Every young person deserves the support that Kevin received from Barrios Unidos to turn his life around. Help us ensure that EVERY young person has that same opportunity.

Posted by: JuliaSM | July 8, 2010 1:49 PM | Report abuse

I watched Kevin's speech and was moved by his passion for helping save the lives of our at-risk youth population. The Youth PROMISE act sounds like a good investment in our future, and something that would provide immediate payback. How do we get the Senate moving on this?

Posted by: tnunnser | July 8, 2010 2:41 PM | Report abuse

@tnunnser : elect more and better democrats and change the unanimous consent rule so the repubs can't simply stall their way through the sessions.

Posted by: srw3 | July 8, 2010 2:50 PM | Report abuse

--"[T]he best the Heritage Foundation could offer was a bit of hand-wringing verging on self-parody about how the act goes against the spirit of federalism."--

Yeah, that quaint old Constitution, again.

Harvard boy has no idea what it is he's trading away, and the ruination it will cause untold people. He's on the road to hell, with a fool's grin on his face.

Posted by: msoja | July 8, 2010 3:22 PM | Report abuse

@msoja : I don't believe that keeping kids out of gangs violates the constitution. If it really were unconstitutional, I bet that some enterprising republican would be all over the media letting everyone know about it.

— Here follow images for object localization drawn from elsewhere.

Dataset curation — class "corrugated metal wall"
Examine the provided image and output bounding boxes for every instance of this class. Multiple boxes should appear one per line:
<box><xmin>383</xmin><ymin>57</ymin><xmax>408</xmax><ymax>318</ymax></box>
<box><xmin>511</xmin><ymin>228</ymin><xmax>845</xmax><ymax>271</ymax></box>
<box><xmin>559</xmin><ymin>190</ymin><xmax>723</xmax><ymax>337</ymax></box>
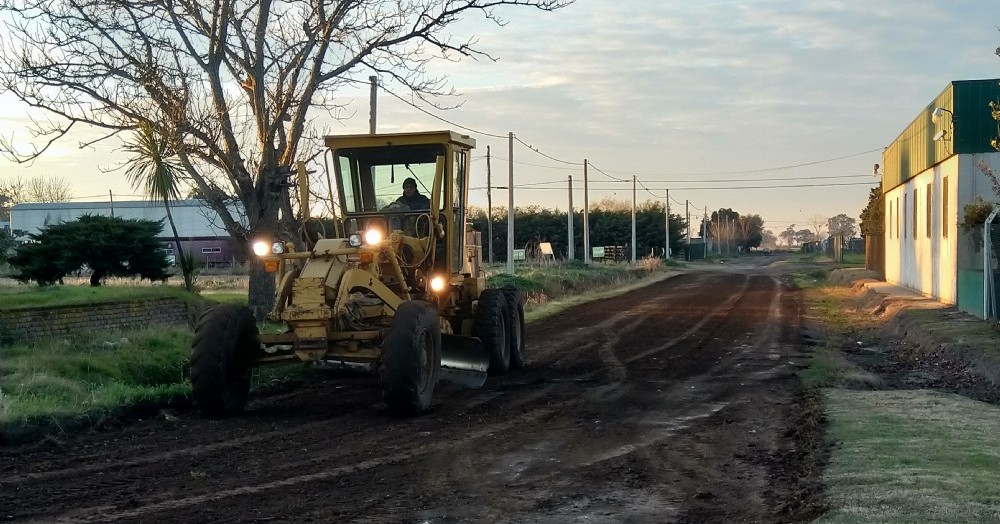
<box><xmin>954</xmin><ymin>80</ymin><xmax>1000</xmax><ymax>154</ymax></box>
<box><xmin>882</xmin><ymin>79</ymin><xmax>1000</xmax><ymax>193</ymax></box>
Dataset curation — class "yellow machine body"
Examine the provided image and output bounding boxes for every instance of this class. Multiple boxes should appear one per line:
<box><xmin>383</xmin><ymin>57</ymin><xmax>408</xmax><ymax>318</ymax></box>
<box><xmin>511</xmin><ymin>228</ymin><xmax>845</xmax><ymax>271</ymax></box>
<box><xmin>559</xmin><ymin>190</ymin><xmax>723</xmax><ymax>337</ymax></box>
<box><xmin>255</xmin><ymin>131</ymin><xmax>491</xmax><ymax>380</ymax></box>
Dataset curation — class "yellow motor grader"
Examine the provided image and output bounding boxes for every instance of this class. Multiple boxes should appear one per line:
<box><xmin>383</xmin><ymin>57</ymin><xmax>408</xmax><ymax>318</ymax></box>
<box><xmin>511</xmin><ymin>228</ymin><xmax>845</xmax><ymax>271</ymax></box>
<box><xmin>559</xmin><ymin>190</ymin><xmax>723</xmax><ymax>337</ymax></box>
<box><xmin>189</xmin><ymin>131</ymin><xmax>525</xmax><ymax>417</ymax></box>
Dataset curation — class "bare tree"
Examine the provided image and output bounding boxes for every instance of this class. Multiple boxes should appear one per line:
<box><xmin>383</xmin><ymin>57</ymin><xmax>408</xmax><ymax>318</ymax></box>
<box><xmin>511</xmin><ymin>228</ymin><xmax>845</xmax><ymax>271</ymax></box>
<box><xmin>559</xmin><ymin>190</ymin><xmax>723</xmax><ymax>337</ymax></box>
<box><xmin>0</xmin><ymin>0</ymin><xmax>570</xmax><ymax>312</ymax></box>
<box><xmin>1</xmin><ymin>176</ymin><xmax>73</xmax><ymax>221</ymax></box>
<box><xmin>807</xmin><ymin>214</ymin><xmax>827</xmax><ymax>241</ymax></box>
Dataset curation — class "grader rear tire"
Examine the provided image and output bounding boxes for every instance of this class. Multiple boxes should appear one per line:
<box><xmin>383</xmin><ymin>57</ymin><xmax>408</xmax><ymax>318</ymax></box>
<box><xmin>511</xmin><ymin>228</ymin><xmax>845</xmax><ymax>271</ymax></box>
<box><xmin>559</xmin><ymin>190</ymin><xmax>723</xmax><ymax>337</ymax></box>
<box><xmin>476</xmin><ymin>289</ymin><xmax>509</xmax><ymax>375</ymax></box>
<box><xmin>189</xmin><ymin>305</ymin><xmax>259</xmax><ymax>418</ymax></box>
<box><xmin>502</xmin><ymin>287</ymin><xmax>526</xmax><ymax>370</ymax></box>
<box><xmin>380</xmin><ymin>301</ymin><xmax>441</xmax><ymax>416</ymax></box>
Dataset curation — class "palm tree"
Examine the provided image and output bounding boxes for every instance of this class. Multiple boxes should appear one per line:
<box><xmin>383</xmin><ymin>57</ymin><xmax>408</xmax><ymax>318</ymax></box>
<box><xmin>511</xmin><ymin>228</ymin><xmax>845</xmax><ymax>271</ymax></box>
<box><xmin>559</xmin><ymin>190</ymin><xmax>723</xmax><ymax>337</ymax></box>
<box><xmin>123</xmin><ymin>121</ymin><xmax>196</xmax><ymax>291</ymax></box>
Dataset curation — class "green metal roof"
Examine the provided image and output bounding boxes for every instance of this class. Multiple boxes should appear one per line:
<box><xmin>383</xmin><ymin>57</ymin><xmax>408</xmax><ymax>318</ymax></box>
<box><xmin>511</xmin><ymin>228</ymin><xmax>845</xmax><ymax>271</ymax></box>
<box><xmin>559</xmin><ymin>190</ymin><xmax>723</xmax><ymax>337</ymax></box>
<box><xmin>882</xmin><ymin>79</ymin><xmax>1000</xmax><ymax>191</ymax></box>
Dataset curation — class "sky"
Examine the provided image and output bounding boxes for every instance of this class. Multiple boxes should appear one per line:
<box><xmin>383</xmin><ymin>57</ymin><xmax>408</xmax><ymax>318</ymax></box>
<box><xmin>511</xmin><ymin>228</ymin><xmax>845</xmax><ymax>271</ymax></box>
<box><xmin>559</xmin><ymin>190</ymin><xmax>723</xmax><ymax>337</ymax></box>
<box><xmin>2</xmin><ymin>0</ymin><xmax>1000</xmax><ymax>235</ymax></box>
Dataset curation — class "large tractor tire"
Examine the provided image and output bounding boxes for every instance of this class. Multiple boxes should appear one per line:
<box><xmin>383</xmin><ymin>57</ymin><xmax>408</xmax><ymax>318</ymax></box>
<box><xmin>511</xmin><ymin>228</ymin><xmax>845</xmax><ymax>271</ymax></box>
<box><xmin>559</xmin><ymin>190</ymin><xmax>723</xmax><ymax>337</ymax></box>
<box><xmin>475</xmin><ymin>289</ymin><xmax>509</xmax><ymax>375</ymax></box>
<box><xmin>380</xmin><ymin>301</ymin><xmax>442</xmax><ymax>416</ymax></box>
<box><xmin>502</xmin><ymin>287</ymin><xmax>527</xmax><ymax>370</ymax></box>
<box><xmin>189</xmin><ymin>305</ymin><xmax>259</xmax><ymax>418</ymax></box>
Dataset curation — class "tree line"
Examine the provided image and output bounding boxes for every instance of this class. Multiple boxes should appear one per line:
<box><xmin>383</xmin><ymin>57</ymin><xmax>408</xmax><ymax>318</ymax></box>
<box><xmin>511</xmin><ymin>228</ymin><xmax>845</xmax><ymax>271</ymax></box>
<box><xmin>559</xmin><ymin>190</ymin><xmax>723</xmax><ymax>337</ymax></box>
<box><xmin>467</xmin><ymin>200</ymin><xmax>770</xmax><ymax>261</ymax></box>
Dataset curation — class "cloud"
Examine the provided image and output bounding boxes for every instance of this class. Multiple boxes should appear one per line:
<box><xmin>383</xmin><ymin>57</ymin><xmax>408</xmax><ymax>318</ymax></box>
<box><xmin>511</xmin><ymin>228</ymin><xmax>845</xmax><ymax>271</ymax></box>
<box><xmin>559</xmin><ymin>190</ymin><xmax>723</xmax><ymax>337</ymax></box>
<box><xmin>3</xmin><ymin>0</ymin><xmax>999</xmax><ymax>223</ymax></box>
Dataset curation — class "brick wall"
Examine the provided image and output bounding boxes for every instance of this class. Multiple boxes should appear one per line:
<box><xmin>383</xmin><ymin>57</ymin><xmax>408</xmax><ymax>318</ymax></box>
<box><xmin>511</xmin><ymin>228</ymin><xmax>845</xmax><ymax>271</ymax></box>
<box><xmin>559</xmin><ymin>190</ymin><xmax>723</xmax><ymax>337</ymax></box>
<box><xmin>0</xmin><ymin>298</ymin><xmax>194</xmax><ymax>340</ymax></box>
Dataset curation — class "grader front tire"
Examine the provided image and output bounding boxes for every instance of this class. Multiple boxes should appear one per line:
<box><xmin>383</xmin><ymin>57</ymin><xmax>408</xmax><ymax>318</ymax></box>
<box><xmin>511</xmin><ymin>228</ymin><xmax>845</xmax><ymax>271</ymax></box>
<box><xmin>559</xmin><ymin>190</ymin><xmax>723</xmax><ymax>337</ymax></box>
<box><xmin>380</xmin><ymin>301</ymin><xmax>442</xmax><ymax>416</ymax></box>
<box><xmin>502</xmin><ymin>287</ymin><xmax>527</xmax><ymax>370</ymax></box>
<box><xmin>476</xmin><ymin>289</ymin><xmax>509</xmax><ymax>375</ymax></box>
<box><xmin>189</xmin><ymin>305</ymin><xmax>259</xmax><ymax>418</ymax></box>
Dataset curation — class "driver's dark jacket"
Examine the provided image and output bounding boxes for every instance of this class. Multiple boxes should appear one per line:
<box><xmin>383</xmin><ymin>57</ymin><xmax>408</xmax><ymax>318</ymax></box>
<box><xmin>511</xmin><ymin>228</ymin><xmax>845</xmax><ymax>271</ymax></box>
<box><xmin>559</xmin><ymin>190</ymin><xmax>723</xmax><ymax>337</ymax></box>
<box><xmin>395</xmin><ymin>192</ymin><xmax>430</xmax><ymax>210</ymax></box>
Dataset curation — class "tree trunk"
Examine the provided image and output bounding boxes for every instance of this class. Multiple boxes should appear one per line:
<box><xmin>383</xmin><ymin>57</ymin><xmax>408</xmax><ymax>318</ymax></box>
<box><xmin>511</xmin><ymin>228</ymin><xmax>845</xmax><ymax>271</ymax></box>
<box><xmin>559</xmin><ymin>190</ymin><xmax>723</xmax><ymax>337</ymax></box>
<box><xmin>90</xmin><ymin>270</ymin><xmax>104</xmax><ymax>287</ymax></box>
<box><xmin>163</xmin><ymin>198</ymin><xmax>194</xmax><ymax>291</ymax></box>
<box><xmin>245</xmin><ymin>181</ymin><xmax>283</xmax><ymax>319</ymax></box>
<box><xmin>248</xmin><ymin>260</ymin><xmax>277</xmax><ymax>320</ymax></box>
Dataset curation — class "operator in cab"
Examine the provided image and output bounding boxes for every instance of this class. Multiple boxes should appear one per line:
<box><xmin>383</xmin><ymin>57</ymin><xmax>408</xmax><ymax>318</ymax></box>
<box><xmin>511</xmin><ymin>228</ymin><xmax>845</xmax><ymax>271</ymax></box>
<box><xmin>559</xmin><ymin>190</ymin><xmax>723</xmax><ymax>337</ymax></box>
<box><xmin>395</xmin><ymin>177</ymin><xmax>430</xmax><ymax>210</ymax></box>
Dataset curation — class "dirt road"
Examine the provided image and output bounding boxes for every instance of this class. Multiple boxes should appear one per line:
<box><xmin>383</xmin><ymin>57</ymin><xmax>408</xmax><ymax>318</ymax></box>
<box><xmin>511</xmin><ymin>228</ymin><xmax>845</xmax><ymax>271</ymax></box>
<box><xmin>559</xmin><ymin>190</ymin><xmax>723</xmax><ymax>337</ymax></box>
<box><xmin>0</xmin><ymin>261</ymin><xmax>823</xmax><ymax>523</ymax></box>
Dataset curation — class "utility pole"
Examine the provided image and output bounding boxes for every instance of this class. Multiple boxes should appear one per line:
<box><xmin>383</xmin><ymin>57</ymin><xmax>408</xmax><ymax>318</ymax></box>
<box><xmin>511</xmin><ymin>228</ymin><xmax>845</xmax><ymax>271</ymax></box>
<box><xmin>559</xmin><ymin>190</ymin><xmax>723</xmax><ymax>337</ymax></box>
<box><xmin>507</xmin><ymin>132</ymin><xmax>514</xmax><ymax>275</ymax></box>
<box><xmin>716</xmin><ymin>210</ymin><xmax>722</xmax><ymax>255</ymax></box>
<box><xmin>664</xmin><ymin>190</ymin><xmax>670</xmax><ymax>260</ymax></box>
<box><xmin>109</xmin><ymin>190</ymin><xmax>114</xmax><ymax>217</ymax></box>
<box><xmin>583</xmin><ymin>159</ymin><xmax>591</xmax><ymax>264</ymax></box>
<box><xmin>368</xmin><ymin>76</ymin><xmax>378</xmax><ymax>134</ymax></box>
<box><xmin>486</xmin><ymin>145</ymin><xmax>493</xmax><ymax>264</ymax></box>
<box><xmin>685</xmin><ymin>200</ymin><xmax>691</xmax><ymax>261</ymax></box>
<box><xmin>631</xmin><ymin>175</ymin><xmax>637</xmax><ymax>263</ymax></box>
<box><xmin>726</xmin><ymin>216</ymin><xmax>733</xmax><ymax>256</ymax></box>
<box><xmin>703</xmin><ymin>206</ymin><xmax>708</xmax><ymax>240</ymax></box>
<box><xmin>567</xmin><ymin>175</ymin><xmax>575</xmax><ymax>261</ymax></box>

Posted by: srw3 | July 8, 2010 4:13 PM | Report abuse

--"I don't believe that keeping kids out of gangs violates the constitution."--

Well, when you put it like that...

It reveals you don't really have an argument.

From the Heritage link:
YOPS grants are of questionable constitutionality because these grants would fund the routine, day-to-day operations of state and local law enforcement. When Congress subsidizes local law enforcement in this manner, it effectively reassigns to the federal government the powers and responsibilities that fall squarely within the expertise, historical control, and constitutional authority of state and local governments.[ix] The responsibility to combat ordinary crime at the local level belongs wholly, if not exclusively, to state and local governments.
//end cite

But, you know, Harvard boy doesn't care. He's playing with other people's money now, and it makes him feel good about things.

Posted by: msoja | July 8, 2010 4:20 PM | Report abuse

Whether or not the Act is constitutional at the federal level, presumably individual states could decide to pursue their own versions of the Act without waiting for the Senate.

Posted by: tomtildrum | July 8, 2010 6:11 PM | Report abuse

msoja, either Harvard boy doesn't know OR he knows exactly what the most likely (political) effect will be of these "war on poverty" programs.